From 082dfc74c771b6db1a2b25917242be1cddb1c6f3 Mon Sep 17 00:00:00 2001
From: Amrit Krishnan <amrit110@gmail.com>
Date: Tue, 16 Jun 2026 12:14:46 -0400
Subject: [PATCH 1/2] feat(bookstack-agent): stream tokens in real time instead
 of buffering full response

---
 src/aieng_bot/bookstack/agent.py | 43 +++++++++++++++-------------
 tests/bookstack/test_agent.py    | 49 ++++++++++++++++++++++++++++++++
 2 files changed, 72 insertions(+), 20 deletions(-)
diff --git a/src/aieng_bot/bookstack/agent.py b/src/aieng_bot/bookstack/agent.py
index 63cf133..821f724 100644
--- a/src/aieng_bot/bookstack/agent.py
+++ b/src/aieng_bot/bookstack/agent.py
@@ -208,17 +208,18 @@ async def ask_stream(
     ) -> AsyncGenerator[dict[str, Any], None]:
         """Answer a question, yielding structured SSE events as they occur.
 
-        Uses the Anthropic streaming API so final-answer text tokens are
-        forwarded to the client as they are generated.
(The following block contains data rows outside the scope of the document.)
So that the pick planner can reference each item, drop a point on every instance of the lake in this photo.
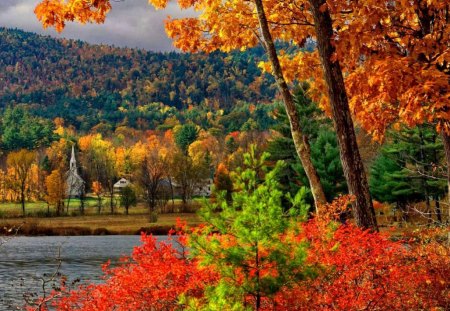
(24, 259)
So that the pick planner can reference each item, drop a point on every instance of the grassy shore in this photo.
(96, 225)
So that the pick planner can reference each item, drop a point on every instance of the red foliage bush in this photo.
(355, 270)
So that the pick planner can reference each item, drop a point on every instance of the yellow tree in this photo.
(56, 190)
(21, 161)
(99, 158)
(228, 24)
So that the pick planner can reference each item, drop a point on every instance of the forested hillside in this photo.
(89, 85)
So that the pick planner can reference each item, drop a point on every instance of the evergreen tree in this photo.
(20, 130)
(185, 136)
(251, 240)
(409, 169)
(324, 149)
+        Uses the Anthropic streaming API so text tokens are forwarded to the
+        client as they are generated.
 
         Event types (dict with ``type`` key):
 
-        - ``{"type": "tool_use", "tool": "<name>", "input": {...}}``
-          — emitted before each tool call (clears any in-progress text in UI).
         - ``{"type": "text_chunk", "chunk": "<text>"}``
-          — incremental text token from the current turn's response.
-          When a ``tool_use`` event follows, the UI should discard these
-          (they were planning/thinking text, not the final answer).
+          — incremental text token streamed in real time.
+        - ``{"type": "text_clear"}``
+          — the text streamed so far was reasoning/planning text that preceded
+          a tool call; the UI should discard it.
+        - ``{"type": "tool_use", "tool": "<name>", "input": {...}}``
+          — emitted before each tool call.
         - ``{"type": "answer", "text": "<markdown>", "history": [...]}``
           — emitted once at the end confirming the complete answer and updated
           history. The caller must persist ``history`` for the next turn.
@@ -243,6 +244,7 @@ async def ask_stream(
         try:
             for _ in range(self.MAX_TURNS):
                 accumulated_text = ""
+                text_streamed = False
                 final_response: Any = None
 
                 async with self._async_client.messages.stream(
@@ -253,33 +255,35 @@ async def ask_stream(
                     messages=cast(list[MessageParam], messages),
                 ) as stream:
                     async for event in stream:
-                        # Accumulate text silently — we only forward it to the
-                        # UI once we know this is a final-answer turn (no tool
-                        # use).  On-prem models like Qwen emit reasoning text
-                        # before tool calls; streaming it and then clearing it
-                        # is not reliable because the gateway may flush all
-                        # text deltas before the tool-use block start event.
+                        event_type = getattr(event, "type", None)
+
                         if (
-                            getattr(event, "type", None) == "content_block_delta"
+                            event_type == "content_block_delta"
                             and getattr(getattr(event, "delta", None), "type", None)
                             == "text_delta"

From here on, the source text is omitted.